The last few pages have been a bit of a segue to address an important issue and set up future interactions, but "I think I might actually be in love with this person" wasn't the issue Lizzie was seeking Monday's help with.  She has a name from a book she found in a bus where an old lady spotted someone shifting about at night and told the boy who she'd rescued from a building full of the undead and brought safely back to Tombstone in the first place.  She has no idea who Ethel Mulgrave is, but she knows Monday's job assignment involved the city's records so he's her ticket to chasing the lead in her "who shot the sheriff" mystery case.  Astute readers may pick out that Monday already knows something about the name "Mulgrave", but the trick is getting that out of him.

The start of the page is a segue from the previous page to this one, where Lizzie is still contemplating her revelation, before just getting down to business.  When I want to make a segue on a page like this I need to make sure it doesn't take up too much panel space, just enough to hook into the end of the previous page and get the ball rolling on this one- it takes me a bit of time to get my pages painted but I always prioritize an archival read over an immediate post-to-post read, since I think that is the bulk of how my work is going to be read, in general, that's the format I aim for.

The second paragraph here is a nice wide panel.
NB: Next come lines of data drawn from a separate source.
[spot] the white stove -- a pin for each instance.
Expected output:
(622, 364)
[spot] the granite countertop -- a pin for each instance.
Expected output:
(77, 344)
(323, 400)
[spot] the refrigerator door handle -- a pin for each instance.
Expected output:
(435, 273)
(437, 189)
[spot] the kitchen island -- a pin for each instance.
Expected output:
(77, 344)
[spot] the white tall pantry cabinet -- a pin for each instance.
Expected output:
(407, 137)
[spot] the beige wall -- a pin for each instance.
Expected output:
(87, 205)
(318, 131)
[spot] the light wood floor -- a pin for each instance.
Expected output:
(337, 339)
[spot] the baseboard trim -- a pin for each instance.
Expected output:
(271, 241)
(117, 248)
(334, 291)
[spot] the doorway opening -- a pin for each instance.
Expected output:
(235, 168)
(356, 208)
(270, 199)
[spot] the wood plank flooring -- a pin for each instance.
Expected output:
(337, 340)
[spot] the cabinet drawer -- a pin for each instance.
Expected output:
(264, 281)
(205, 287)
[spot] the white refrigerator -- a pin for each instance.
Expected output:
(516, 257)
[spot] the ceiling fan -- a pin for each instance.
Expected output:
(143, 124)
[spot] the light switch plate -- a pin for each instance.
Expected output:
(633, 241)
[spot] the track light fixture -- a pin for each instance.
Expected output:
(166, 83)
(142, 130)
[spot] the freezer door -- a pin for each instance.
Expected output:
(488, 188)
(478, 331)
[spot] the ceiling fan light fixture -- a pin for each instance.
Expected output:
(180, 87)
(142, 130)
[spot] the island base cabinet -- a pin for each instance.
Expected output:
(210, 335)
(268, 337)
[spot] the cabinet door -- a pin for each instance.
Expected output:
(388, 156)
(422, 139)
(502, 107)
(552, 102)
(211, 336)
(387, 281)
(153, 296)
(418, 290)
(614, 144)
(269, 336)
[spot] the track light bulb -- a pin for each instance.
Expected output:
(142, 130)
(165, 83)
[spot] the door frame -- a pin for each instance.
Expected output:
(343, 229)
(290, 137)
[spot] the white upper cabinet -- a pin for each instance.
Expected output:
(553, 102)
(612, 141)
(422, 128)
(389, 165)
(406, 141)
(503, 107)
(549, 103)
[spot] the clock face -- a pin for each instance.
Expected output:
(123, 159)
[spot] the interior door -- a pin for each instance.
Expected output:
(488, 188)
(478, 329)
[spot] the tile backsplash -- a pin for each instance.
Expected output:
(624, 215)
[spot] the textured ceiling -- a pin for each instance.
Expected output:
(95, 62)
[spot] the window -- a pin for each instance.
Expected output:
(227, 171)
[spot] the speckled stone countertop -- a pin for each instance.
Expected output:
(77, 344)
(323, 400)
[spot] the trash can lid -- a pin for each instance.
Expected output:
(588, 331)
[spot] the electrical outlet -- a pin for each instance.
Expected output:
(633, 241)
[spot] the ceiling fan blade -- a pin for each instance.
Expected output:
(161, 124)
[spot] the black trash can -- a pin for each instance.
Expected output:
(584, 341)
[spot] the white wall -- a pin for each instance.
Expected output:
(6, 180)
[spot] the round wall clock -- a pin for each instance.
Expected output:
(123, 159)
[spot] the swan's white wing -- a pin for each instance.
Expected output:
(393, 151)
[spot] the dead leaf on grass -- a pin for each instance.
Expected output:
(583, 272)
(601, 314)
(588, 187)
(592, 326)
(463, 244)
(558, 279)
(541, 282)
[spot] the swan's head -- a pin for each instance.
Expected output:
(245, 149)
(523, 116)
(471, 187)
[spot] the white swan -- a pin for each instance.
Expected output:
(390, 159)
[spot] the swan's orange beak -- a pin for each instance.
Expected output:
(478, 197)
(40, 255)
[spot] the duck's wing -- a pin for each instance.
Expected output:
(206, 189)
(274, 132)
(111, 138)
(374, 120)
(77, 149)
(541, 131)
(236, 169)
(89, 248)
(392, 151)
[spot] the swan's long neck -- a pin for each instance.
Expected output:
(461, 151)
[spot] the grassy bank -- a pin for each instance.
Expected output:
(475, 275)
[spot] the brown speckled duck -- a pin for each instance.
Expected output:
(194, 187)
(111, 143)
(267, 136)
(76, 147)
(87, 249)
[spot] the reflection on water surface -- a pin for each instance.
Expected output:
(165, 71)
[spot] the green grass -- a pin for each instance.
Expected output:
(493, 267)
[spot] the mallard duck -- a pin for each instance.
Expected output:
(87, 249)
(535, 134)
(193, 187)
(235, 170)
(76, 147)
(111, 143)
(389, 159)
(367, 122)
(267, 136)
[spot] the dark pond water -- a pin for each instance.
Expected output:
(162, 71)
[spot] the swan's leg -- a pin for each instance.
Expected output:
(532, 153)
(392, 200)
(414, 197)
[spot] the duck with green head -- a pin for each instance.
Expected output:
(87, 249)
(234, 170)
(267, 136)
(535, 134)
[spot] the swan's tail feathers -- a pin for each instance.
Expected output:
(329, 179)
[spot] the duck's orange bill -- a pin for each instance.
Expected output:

When I draw comics I know the "feel" of what I want a page to do and I plan all the action and camerawork to flow organically, but I don't have the specific dialogue written out until after I post the textless page on here.  The reason for this is because I prefer not to cover up my main character subjects with word balloons so I'll use my internal thesaurus to reword ideas in a way that physically fits into the space around my characters.  So like for this second paragraph panel you can see I have Lizzie on one side, Monday on the other and a bunch of space in between that I could conceivably fill with little sentence chunks, but those chunks will be about how no, I'm not looking for Trevor, I'm looking for an Ethel Mulgrave instead.  

In the next paragraph I've got the set-up for the page's big payoff- Lizzie puts the job to Monday and Monday is like, okay, what's in it for me?  He just helped her with one problem, why would he help her again?  When the scene opened up Lizzie zipped over to whisper something to Lee before she scooted over to see Monday at the booth.  So now after a bit of talking he's arriving with a plate of something.  So in the following panels he interjects and slides over one steak sandwich, on the house.  The steak sandwich is the order Monday placed in a flashback at Frank's diner, which Lizzie made him pay for on page 300.  Lizzie's special trick of knowing someone's order by glance plays out here and she and Lee deliver him a free meal that he actually likes and it sort of catches him off-guard, the way he caught Lizzie off-guard the page before.  That's sort of just the punchline of this strip, which would lead into a more successfully-negotiated outcome on the next page.  I like to depict Lizzie with a friendly and healthy work environment, so her teaming up with Lee is a fun extension of that.

That's it for now, this week I'm gonna try to ink and paint as much as I can to get this page going, since I think the pages after it will be a lot of fun.  Thanks again for your patience with me.  Take care and be well out there.